我看过一些kaggle解决方案,有人建议使用线性模型预测作为树模型的特征,它可以改善预测结果,但是如何改善外推?
另一个想法是使用xgboost预测线性模型的残差,这对预测有很大帮助。
到底有没有?
library(xgboost) # extreme gradient boosting
set.seed(134) # for reproducibility
x <- 1:100 + rnorm(100)
y <- 3 + 0.3 * x + rnorm(100)
extrap <- data.frame(x = 101:120 + rnorm(20))
xg_params <- list(objective = "reg:linear", max.depth = 2)
mod_cv <- xgb.cv(label = y, params = xg_params, data = as.matrix(x), nrounds = 40, nfold = 10)
# choose nrounds that gives best value of root mean square error on the training set
best_nrounds <- which(mod_cv$evaluation_log$test_rmse_mean == min(mod_cv$evaluation_log$test_rmse_mean))

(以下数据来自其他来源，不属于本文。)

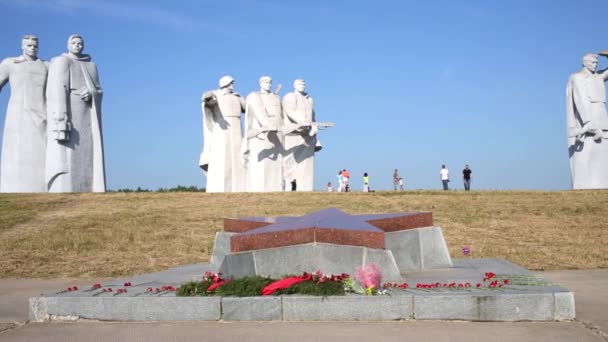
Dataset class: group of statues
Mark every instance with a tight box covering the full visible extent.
[199,76,332,192]
[0,35,105,193]
[1,34,606,192]
[566,52,608,189]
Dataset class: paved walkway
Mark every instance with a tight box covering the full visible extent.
[0,270,606,341]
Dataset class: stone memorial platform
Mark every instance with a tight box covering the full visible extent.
[218,208,450,280]
[29,209,575,322]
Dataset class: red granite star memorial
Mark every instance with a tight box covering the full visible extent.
[223,208,433,252]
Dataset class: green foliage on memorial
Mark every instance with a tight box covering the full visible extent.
[214,276,275,297]
[177,275,345,297]
[273,280,345,296]
[176,280,214,297]
[177,276,274,297]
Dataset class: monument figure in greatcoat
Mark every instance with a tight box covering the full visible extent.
[566,52,608,189]
[46,34,105,192]
[0,35,48,192]
[200,76,245,192]
[243,76,284,192]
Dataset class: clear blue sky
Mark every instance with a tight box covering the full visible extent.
[1,0,607,191]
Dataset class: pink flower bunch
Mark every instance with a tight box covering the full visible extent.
[355,263,382,290]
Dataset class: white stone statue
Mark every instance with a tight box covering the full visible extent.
[566,52,608,189]
[0,35,48,193]
[282,79,334,191]
[45,34,106,192]
[243,76,284,192]
[199,76,246,192]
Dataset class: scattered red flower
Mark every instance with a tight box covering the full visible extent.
[483,272,496,282]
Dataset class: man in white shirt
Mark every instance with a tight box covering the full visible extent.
[440,165,449,191]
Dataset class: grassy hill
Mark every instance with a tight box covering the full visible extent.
[0,190,606,278]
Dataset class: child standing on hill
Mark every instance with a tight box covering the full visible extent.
[363,173,370,192]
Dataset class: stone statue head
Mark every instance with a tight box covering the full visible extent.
[259,76,272,93]
[219,75,235,92]
[21,35,39,58]
[67,34,84,55]
[582,53,599,73]
[293,79,306,93]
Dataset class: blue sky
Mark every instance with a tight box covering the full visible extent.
[1,0,607,191]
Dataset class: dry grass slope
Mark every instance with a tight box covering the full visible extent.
[0,190,607,278]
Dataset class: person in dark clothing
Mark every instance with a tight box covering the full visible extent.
[462,164,472,191]
[291,179,297,191]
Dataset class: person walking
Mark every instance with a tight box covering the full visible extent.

mod_xg <- xgboost(label = y, params = xg_params, data = as.matrix(x), nrounds = best_nrounds)
p <- function(title){
plot(x, y, xlim = c(0, 150), ylim = c(0, 50), pch = 19, cex = 0.6,
main = title, xlab = "", ylab = "", font.main = 1)
grid()
}
predshape <- 1
p("Extreme gradient boosting")
points(extrap$x, predict(mod_xg, newdata = as.matrix(extrap)), col = "darkgreen", pch = predshape)
mod_lm <- lm(y ~ x)
p("Linear regression")
points(extrap$x, predict(mod_lm, newdata = extrap), col = "red", pch = predshape)